Maggie, a Girl of the Streets and Other New York Writings by Stephen Crane

READERS GUIDE

Questions and Topics for Discussion

1. Taking the writings in this volume together, discuss the picture of slum life in turn-of-the-century New York that Crane gives us. What are some of its defining features? How is poverty reflected in the lives of Bowery dwellers?

2. Reflect on the continuities and differences between the characters in Crane’s two Bowery Tales, “Maggie” and “George’s Mother.” For instance, how does Jimmie compare to George Kelcey?

3. How does “Maggie, a Girl of the Streets” speak to the constraints imposed by gender conventions? What choices are available to Maggie? Why does she go with Pete? Why is she driven from her mother’s house?

4. Alcohol figures centrally in Crane’s depiction of poverty and “low life,” from the status that accrues to Pete because of his job as bartender, to the powerful hold of alcohol over the lives of the poor in general. Discuss Crane’s depiction of alcohol in his New York writings.

5. Critics have praised Crane’s style-especially in “Maggie, a Girl of the Streets,” with its stark, minimal style-as breaking with nineteenth-century literary conventions, and in many ways anticipating major features of subsequent American writing. What makes Crane’s writing unique and innovative?

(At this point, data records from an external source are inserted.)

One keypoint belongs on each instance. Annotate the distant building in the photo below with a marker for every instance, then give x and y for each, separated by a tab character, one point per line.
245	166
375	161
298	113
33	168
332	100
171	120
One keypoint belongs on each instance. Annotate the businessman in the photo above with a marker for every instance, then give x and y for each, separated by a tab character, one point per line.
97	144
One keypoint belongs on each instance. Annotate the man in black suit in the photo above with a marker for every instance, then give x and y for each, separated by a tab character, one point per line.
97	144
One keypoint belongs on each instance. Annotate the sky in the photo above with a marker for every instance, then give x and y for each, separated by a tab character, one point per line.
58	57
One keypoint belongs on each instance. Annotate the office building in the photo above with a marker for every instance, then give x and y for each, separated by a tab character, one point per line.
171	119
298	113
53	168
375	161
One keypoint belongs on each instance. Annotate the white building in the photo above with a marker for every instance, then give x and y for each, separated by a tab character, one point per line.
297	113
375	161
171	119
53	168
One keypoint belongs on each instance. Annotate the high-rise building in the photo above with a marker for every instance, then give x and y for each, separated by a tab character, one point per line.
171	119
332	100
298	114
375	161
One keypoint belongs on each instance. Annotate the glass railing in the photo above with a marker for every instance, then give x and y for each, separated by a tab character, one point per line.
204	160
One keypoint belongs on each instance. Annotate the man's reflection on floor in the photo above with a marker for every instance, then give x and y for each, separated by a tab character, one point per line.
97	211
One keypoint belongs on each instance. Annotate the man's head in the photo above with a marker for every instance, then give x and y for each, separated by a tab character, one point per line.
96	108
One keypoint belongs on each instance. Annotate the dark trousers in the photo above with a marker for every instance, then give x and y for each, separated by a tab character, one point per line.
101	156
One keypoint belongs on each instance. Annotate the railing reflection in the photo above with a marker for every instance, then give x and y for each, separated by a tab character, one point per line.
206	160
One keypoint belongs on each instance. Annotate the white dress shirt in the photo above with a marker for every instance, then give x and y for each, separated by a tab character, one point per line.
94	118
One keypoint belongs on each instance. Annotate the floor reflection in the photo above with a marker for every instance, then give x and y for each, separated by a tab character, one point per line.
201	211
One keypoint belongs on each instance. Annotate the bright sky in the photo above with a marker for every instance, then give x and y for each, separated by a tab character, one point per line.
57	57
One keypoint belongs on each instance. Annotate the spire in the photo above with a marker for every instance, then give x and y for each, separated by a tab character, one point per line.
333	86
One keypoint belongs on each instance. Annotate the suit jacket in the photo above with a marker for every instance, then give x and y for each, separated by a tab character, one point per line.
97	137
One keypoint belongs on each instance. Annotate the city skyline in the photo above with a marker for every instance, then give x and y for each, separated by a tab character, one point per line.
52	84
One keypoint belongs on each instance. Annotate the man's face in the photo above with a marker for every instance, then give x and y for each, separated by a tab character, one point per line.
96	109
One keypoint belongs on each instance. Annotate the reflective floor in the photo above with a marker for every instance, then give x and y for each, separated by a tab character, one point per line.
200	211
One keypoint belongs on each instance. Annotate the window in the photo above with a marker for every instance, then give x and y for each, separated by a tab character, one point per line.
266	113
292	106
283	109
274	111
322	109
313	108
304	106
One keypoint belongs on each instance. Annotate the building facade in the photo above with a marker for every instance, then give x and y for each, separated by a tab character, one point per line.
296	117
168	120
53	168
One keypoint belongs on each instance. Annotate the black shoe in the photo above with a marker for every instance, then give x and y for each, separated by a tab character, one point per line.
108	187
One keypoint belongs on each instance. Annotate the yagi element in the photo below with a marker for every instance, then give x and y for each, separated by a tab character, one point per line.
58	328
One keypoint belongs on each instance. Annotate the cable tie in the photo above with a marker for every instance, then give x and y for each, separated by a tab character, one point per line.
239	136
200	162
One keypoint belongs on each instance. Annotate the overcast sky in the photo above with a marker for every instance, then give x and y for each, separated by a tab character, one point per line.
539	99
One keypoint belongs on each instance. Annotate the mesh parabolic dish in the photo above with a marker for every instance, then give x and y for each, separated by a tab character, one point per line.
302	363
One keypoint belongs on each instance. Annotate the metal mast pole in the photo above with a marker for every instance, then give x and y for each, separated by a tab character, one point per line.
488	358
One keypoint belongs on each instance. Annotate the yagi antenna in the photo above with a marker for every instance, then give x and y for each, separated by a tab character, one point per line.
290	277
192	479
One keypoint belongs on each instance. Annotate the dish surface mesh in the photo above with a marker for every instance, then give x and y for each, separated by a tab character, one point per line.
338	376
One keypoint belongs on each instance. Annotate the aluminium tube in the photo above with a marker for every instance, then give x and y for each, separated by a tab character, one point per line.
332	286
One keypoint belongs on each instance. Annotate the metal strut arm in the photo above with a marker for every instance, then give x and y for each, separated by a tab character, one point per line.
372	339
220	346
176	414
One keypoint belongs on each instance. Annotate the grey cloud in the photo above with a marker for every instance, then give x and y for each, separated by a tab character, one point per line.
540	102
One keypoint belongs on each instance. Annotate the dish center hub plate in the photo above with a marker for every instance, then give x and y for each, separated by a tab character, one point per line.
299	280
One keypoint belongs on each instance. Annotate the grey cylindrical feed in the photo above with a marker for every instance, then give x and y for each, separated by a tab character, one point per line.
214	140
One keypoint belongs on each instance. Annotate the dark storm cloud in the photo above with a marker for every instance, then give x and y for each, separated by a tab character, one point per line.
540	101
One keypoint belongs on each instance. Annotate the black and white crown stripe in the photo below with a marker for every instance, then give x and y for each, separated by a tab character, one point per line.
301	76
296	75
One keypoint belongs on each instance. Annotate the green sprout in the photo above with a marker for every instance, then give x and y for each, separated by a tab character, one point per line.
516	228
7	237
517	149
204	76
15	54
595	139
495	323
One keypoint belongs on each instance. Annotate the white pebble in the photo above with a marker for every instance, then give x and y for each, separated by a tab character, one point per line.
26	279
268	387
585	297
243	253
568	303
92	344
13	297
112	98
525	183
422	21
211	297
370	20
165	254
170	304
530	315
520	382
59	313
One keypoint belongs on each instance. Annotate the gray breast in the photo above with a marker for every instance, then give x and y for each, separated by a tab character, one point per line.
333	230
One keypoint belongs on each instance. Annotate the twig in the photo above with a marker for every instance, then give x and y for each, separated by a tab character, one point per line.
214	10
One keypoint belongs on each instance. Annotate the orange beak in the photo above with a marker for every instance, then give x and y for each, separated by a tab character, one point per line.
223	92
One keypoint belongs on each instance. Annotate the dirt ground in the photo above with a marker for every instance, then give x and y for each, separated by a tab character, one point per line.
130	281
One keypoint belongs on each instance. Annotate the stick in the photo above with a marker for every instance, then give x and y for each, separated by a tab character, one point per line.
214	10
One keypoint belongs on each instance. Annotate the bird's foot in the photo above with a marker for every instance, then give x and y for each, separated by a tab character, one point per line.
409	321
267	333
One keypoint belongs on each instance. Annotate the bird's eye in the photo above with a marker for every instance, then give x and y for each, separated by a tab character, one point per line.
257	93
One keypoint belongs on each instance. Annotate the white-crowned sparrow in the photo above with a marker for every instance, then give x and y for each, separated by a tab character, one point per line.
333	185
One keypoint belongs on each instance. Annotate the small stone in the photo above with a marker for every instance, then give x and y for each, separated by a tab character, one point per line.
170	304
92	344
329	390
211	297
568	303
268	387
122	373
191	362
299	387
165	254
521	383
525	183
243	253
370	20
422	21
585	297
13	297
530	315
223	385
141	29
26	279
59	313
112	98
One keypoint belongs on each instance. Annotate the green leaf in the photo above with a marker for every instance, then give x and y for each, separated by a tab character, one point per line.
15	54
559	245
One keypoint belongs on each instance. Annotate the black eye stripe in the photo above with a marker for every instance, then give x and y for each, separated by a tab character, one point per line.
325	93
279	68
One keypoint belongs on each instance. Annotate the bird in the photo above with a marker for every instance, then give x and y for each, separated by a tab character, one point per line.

6. In his emphasis on the realistic depiction of the inexorable effects of outside forces-social and natural-on the lives and destinies of individual characters, Crane is often described as a literary naturalist. Is this an apt description? Discuss naturalism in relation to Crane’s New York writings, and the relationship of Crane’s work to that of other writers (like Dreiser and Norris) usually associated with the term.